Optimization Strategies

1. Improve Temporal Locality

Reuse data to keep in cache:

Bad (poor temporal locality):
for each loop:
    process array[0]
    process array[1]
    process array[2]

Good (reuse in cache):
for each element:
    process all relevant fields
    (keeps data warm in cache)

2. Improve Spatial Locality

Access data sequentially:

Bad (random access):
for (i in random_order) {
    process(array[i])
}

Good (sequential):
for (i = 0 to n) {
    process(array[i])
}

3. Reduce Working Set

Keep active data < cache size:

Process 1MB of data repeatedly:
If L3 cache = 8MB → Fits! High hit rate
If L3 cache = 512KB → Doesn't fit → More misses

Real-World Example

Processing Large File

Scenario: Read 1GB file, process each line

Bad Approach:

for each byte in file:
    read byte from disk
    process byte

1 billion disk reads! Each is 1-10ms!
Total: hours

Better Approach:

while not EOF:
    read 1MB block into memory (1 disk access!)
    process each byte in memory (all in cache!)

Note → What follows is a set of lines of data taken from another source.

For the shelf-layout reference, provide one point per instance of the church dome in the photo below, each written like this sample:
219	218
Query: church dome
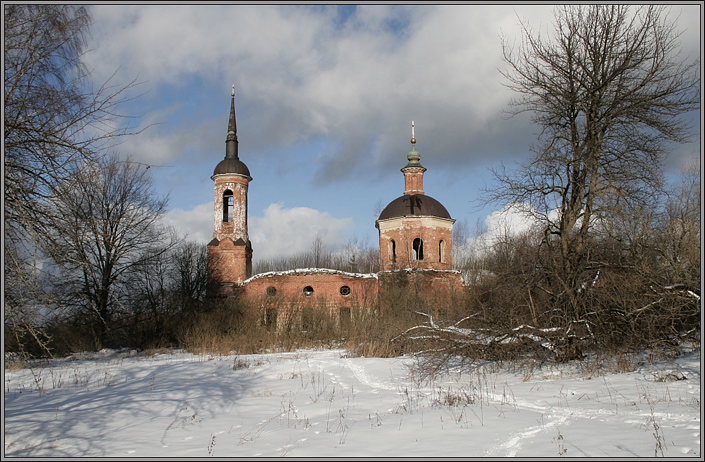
231	165
414	205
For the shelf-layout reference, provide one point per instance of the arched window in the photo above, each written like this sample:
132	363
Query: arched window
418	249
270	318
228	206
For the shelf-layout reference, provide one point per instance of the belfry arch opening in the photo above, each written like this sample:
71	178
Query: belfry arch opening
228	206
417	249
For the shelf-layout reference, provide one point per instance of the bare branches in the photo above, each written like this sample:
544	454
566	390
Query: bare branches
607	92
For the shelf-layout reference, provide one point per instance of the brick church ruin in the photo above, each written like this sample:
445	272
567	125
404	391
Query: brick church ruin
415	249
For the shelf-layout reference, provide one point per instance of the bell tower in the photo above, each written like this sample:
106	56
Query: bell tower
230	251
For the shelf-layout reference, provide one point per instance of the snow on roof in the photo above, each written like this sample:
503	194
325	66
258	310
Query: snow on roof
303	271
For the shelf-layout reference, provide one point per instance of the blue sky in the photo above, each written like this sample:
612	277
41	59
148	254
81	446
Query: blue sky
325	98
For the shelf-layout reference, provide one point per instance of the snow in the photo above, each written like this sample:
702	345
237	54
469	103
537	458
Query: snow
306	271
324	403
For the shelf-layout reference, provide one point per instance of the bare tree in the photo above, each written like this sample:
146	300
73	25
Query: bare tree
103	224
53	120
607	91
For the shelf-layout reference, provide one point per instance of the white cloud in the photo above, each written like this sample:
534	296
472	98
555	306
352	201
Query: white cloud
306	75
279	232
196	224
513	220
283	232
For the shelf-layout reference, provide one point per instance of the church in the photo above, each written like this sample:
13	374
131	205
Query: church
415	249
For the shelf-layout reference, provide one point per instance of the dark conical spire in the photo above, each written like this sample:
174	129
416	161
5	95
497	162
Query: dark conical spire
231	140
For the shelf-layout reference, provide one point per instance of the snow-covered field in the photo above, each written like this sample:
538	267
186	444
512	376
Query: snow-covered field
326	404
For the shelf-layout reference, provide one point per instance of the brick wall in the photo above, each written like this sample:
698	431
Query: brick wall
403	231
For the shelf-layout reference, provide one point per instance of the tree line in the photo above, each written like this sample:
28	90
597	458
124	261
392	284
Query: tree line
612	263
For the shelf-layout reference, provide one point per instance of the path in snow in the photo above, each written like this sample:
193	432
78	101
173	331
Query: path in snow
326	404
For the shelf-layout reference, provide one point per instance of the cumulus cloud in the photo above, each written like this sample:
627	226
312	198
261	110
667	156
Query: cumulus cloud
195	224
283	232
513	220
356	74
305	72
279	232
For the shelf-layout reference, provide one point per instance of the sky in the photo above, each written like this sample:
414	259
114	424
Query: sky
326	404
325	99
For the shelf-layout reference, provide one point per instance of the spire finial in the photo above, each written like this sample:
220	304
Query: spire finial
231	140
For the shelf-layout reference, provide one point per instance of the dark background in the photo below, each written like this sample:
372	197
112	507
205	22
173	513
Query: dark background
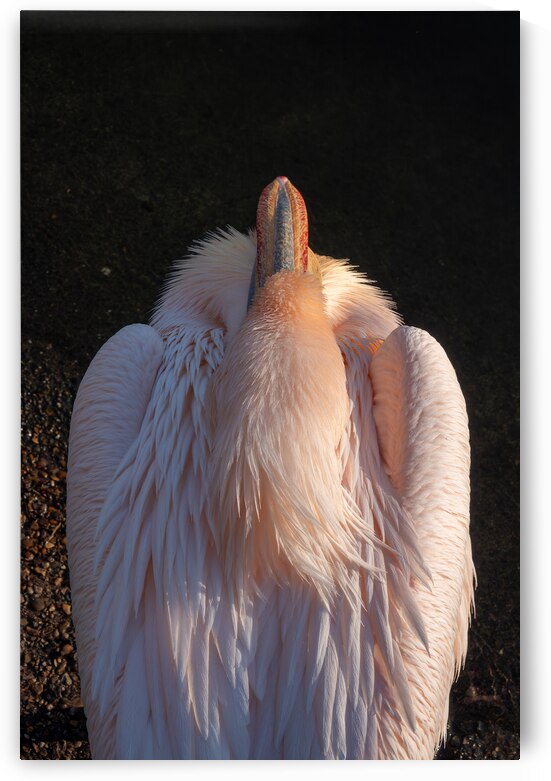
140	132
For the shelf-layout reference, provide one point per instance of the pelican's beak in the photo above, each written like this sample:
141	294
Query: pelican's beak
281	233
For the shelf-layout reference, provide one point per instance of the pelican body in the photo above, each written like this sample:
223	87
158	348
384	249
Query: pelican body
268	514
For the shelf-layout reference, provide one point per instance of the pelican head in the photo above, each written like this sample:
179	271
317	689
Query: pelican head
281	234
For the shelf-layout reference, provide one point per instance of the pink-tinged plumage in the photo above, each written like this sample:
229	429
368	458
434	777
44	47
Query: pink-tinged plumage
267	522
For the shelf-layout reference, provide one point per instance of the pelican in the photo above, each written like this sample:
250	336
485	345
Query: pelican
268	514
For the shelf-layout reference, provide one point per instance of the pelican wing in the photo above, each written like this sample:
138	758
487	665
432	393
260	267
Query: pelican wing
107	416
422	432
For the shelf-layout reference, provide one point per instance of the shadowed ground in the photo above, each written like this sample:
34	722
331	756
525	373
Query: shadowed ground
142	132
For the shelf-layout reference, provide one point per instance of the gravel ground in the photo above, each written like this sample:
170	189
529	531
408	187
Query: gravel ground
402	134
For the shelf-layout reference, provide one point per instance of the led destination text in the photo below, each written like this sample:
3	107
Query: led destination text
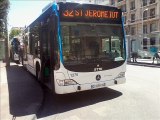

Total: 1000 disk reads instead of 1 billion!
Much faster!

Summary

Memory hierarchy from registers (fast) to disk (slow) exploits locality to achieve average access time close to cache. L1/L2/L3 caches hide RAM latency. RAM speeds hide disk latency. Understanding hierarchy crucial for performance optimization. Locality of reference is key - programs that access nearby data recently used perform best. Modern systems have 6+ levels of memory, and effective use determines program performance. Minimizing cache misses and disk accesses far more important than algorithmic optimizations for many workloads.